Tuesday, 21 January 2014

Compilation in C++ vs Java

If you know a programming language, and how to use its syntax, you should also know how your instructions are converted into machine instructions (which is 1s and 0s).

C++ is considered to be a purely compiled language whereas Java is not.
To those who have no idea about what a compiled language is, the definition is as follows.

Compiled Language: A language that requires a compiler program to turn programming source code into an executable machine-language binary program. After compiling once, the program can continue to be run from its binary form without compiling again

The last line of the above definition is really important.It is what emphasizes the main difference of a compiled language vs interpreted language.

To illustrate the main idea of this post, let's look deep into how the compilation process work in C++ and Java.  The following image illustrates how a source file in C or C++ gets converted into machine language.


As you can see in C++, once the compilation is done, it is already converted into machine code( Even without the linking process ). An Object file contains machine instructions for that specific source file.The linking process links all the object files and makes a single executable which can be executed on that platform. Therefore whenever you want to run this program, what you do is run the executable.You do not need to compile it again. 


In Java the process is a bit different. The following image explains how it is done.

In Java when you run " javac MyClass.java "the output is a .class file( contains byte code).This file is platform independent, and you can run the same file within different platforms(Linux or Windows or MacOS). Which means if you compile the source in a windows machine, and you run the .class file in a Linux machine, the program works exactly the same (you should have the JRE to run a java program). If you have a Java Runtime Environment installed on your computer, there exists a Java Interpreter in it which is able to run a .class file ( converts byte code in .class to machine instructions). when you execute "java MyClass", what really gets executed is this .class file. 

Therefore as you can see, Java is not a purely compiled language. it does not convert the source file into an executable by only using the compiler. It uses a program called the Interpreter which gets executed each time when you run that Java program. It is what converts the .class into 1s and  0s and makes your program understandable to your machine. 


"goto" in C++ vs Java

Many programmers believe that "goto" is a keyword that exists in C++, but not in Java.
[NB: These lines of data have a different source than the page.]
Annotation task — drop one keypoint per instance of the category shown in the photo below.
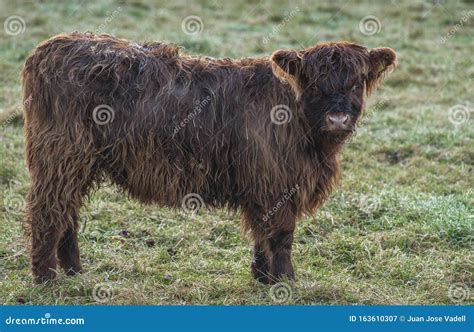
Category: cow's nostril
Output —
(338, 119)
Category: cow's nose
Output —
(338, 121)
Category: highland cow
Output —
(258, 135)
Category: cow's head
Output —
(332, 80)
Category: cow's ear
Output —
(382, 62)
(287, 65)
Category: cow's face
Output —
(331, 80)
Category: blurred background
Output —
(398, 229)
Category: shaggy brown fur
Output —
(180, 124)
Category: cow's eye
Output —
(355, 87)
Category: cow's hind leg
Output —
(68, 251)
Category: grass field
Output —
(398, 229)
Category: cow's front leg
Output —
(260, 262)
(279, 245)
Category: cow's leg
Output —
(68, 251)
(280, 241)
(280, 245)
(59, 179)
(260, 262)
(253, 221)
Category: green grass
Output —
(398, 229)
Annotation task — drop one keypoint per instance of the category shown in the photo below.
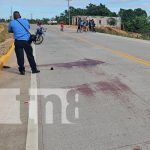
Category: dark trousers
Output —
(20, 47)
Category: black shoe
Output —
(36, 71)
(22, 72)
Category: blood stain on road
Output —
(114, 86)
(81, 63)
(85, 89)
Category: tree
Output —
(112, 21)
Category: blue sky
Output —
(50, 8)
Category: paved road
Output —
(110, 74)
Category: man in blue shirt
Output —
(22, 43)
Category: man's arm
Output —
(10, 28)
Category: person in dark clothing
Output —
(22, 43)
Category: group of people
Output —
(86, 25)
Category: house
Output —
(100, 21)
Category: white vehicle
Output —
(52, 22)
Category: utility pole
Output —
(69, 11)
(31, 16)
(11, 13)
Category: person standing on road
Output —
(22, 43)
(79, 25)
(61, 26)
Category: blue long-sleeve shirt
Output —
(19, 32)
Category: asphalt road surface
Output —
(107, 79)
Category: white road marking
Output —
(32, 132)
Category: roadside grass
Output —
(127, 34)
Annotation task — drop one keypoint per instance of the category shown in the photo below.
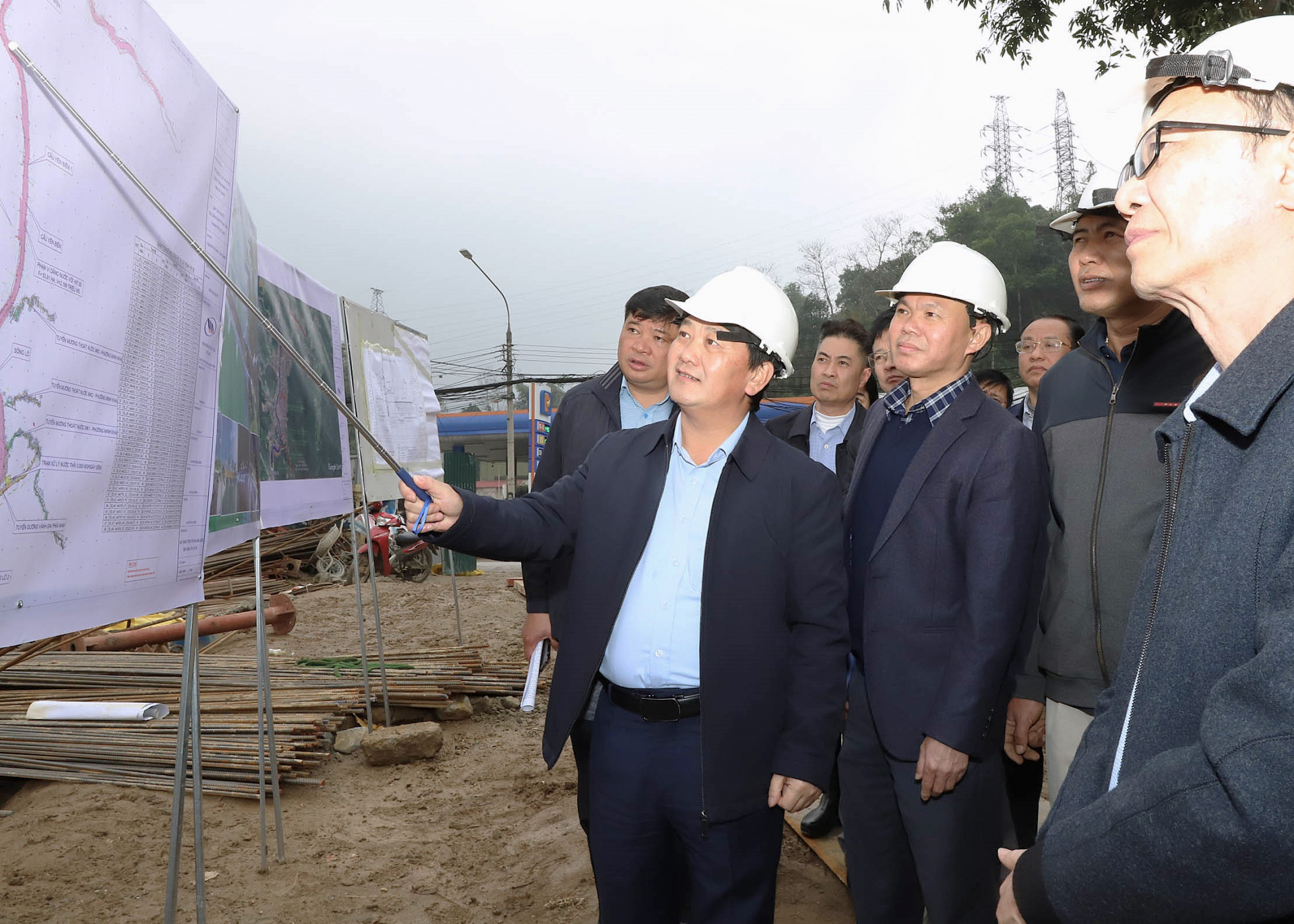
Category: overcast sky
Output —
(582, 150)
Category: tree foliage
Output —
(1032, 258)
(1011, 232)
(1015, 26)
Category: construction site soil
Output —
(482, 832)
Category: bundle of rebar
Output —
(311, 699)
(284, 553)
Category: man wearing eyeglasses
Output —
(1039, 346)
(1179, 805)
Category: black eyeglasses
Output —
(1152, 142)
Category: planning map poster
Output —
(305, 465)
(394, 398)
(235, 516)
(109, 323)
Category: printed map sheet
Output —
(109, 323)
(394, 396)
(305, 468)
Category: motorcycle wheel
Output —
(416, 568)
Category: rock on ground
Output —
(456, 711)
(403, 745)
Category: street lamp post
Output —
(510, 482)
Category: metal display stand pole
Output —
(359, 609)
(453, 583)
(377, 613)
(266, 722)
(188, 721)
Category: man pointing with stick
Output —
(707, 627)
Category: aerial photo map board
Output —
(394, 398)
(235, 514)
(305, 465)
(109, 323)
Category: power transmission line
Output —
(1004, 168)
(1067, 179)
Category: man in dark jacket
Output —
(631, 394)
(938, 617)
(1098, 408)
(828, 430)
(1179, 805)
(828, 433)
(706, 619)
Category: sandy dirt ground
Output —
(482, 832)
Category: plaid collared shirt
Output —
(933, 406)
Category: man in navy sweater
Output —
(706, 619)
(938, 621)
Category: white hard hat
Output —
(1099, 197)
(954, 271)
(748, 298)
(1254, 55)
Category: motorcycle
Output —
(396, 549)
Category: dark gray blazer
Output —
(773, 598)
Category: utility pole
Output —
(1067, 178)
(510, 482)
(1002, 174)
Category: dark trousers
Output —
(906, 855)
(1024, 791)
(645, 800)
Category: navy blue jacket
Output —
(588, 412)
(793, 429)
(774, 633)
(953, 582)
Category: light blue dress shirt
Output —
(633, 414)
(656, 641)
(822, 447)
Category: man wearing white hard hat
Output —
(945, 520)
(706, 619)
(1098, 409)
(1179, 804)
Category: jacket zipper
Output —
(1097, 518)
(593, 681)
(706, 568)
(1173, 491)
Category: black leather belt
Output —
(656, 708)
To be exactly correct, that is wrong.

In Java, there exists the keyword "goto". If you go through the keywords in Java by doing a google search, you may come across "goto". The difference when comparing to C++ is that , in Java there is no implementation defined for this keyword until today, but it is reserved as a keyword.

Why would anyone reserve a keyword which is not used? My feeling is that so they could be used one day ( in a future release) if the language designers felt the need. Therefore it is an unimplemented, but reserved keyword in Java. You shouldn't be using it as an identifier, and if you do so, the compiler may output an error.

Control Flow in C++ vs Java

Control flow is a term which is used a lot in computer science. It refers to the different paths of executions a program may choose to run.

If, else, while, for and do  are some of the keywords used in both languages and have almost the same meaning. These keywords are associated with a condition to be checked upon.

In C++ the result of the conditional test may return any integer value(negative, positive or zero). In Java the result of the test should be a boolean( true or false) value and anything else is not permitted( if you try you may get a compile time error). If C++ can return an integer for a conditional test  then, how does the C++ compiler decide on which path to choose?

The answer is, in C++, any non-zero integer or pointer is considered to be "true", and the integer 0 is considered to be "false".